Dans une interview exclusive accordée à Africanmanager, la responsable a justifié ces efforts par l’importance du marché africain, très promoteur et considéré comme l’une de solutions à la crise économique qui secoue la Tunisie depuis des années.
Cette annonce vient à un moment où le Cepex s’active pour gagner ce challenge et pour mieux répondre aux attentes et aspirations de plusieurs exportateurs tunisiens désirant se lancer sur ce marché.

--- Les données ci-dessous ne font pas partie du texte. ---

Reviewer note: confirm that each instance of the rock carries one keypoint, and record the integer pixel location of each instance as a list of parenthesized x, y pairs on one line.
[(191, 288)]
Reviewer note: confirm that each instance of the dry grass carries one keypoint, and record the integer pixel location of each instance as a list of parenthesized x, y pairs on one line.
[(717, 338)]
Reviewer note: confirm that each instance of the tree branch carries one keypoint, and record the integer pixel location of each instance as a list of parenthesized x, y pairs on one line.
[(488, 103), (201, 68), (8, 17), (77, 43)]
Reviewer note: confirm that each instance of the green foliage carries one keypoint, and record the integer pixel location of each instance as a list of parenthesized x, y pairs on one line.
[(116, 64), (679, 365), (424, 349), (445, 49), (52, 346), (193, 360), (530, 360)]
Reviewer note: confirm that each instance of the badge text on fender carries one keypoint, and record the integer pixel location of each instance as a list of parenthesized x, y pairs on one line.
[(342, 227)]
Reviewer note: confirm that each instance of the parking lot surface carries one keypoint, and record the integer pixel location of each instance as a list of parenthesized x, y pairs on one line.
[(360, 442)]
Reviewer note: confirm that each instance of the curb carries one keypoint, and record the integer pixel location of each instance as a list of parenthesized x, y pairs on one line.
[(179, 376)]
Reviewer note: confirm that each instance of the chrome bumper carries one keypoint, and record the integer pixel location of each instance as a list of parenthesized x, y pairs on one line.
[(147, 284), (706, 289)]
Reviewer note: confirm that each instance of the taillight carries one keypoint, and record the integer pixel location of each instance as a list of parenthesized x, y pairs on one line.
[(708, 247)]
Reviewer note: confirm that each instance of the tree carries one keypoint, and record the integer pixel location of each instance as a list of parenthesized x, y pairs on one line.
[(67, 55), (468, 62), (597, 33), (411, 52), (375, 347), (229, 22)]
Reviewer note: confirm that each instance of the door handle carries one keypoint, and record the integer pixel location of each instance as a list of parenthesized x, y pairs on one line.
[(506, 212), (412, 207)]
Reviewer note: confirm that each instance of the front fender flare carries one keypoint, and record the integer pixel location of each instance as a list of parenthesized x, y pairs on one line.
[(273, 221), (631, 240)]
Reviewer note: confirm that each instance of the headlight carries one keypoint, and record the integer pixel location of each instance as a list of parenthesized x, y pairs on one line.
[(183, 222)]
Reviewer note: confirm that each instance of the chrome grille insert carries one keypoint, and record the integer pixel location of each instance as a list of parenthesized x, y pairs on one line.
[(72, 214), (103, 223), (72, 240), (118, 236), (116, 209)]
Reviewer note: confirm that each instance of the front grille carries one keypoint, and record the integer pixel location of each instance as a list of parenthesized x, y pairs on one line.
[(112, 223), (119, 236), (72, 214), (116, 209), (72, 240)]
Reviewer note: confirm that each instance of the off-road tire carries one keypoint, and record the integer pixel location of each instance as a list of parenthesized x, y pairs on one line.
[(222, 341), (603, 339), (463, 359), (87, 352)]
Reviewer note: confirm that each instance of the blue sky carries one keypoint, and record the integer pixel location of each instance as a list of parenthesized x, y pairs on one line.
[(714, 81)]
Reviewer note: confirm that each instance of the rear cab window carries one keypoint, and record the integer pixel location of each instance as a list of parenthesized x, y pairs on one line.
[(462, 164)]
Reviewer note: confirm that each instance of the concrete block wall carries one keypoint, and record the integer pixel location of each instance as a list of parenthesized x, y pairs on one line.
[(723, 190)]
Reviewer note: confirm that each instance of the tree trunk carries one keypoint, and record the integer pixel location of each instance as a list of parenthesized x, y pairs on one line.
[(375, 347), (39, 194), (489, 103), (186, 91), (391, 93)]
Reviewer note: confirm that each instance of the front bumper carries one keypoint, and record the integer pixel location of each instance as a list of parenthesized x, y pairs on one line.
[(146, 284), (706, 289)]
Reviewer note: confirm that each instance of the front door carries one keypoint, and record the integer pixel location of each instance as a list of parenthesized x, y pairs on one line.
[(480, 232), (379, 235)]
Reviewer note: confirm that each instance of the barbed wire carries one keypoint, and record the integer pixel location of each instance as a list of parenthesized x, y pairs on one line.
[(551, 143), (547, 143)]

Dans ce sens, l’organisme a renforcé son partenariat avec les Allemands et la Tunisie recevra un important don afin de financer la conquête de l’Afrique subsaharienne, dont l’économie est florissante et la croissance solide.
Pour rappel, la ligne maritime commerciale qui relie la Tunisie à la Russie a été lancée le 2 novembre 2016, avec la programmation de voyages réguliers toutes les deux semaines, du port de Sfax jusqu’au port de Novorossisk en Russie. Sur le chemin du retour, les bateaux passeront par le port de Haydarpasha d’Istanbul.
Le lancement de cette ligne entre dans le cadre d’une convention entre le Cepex et la CTN (Compagnie Tunisienne de Navigation).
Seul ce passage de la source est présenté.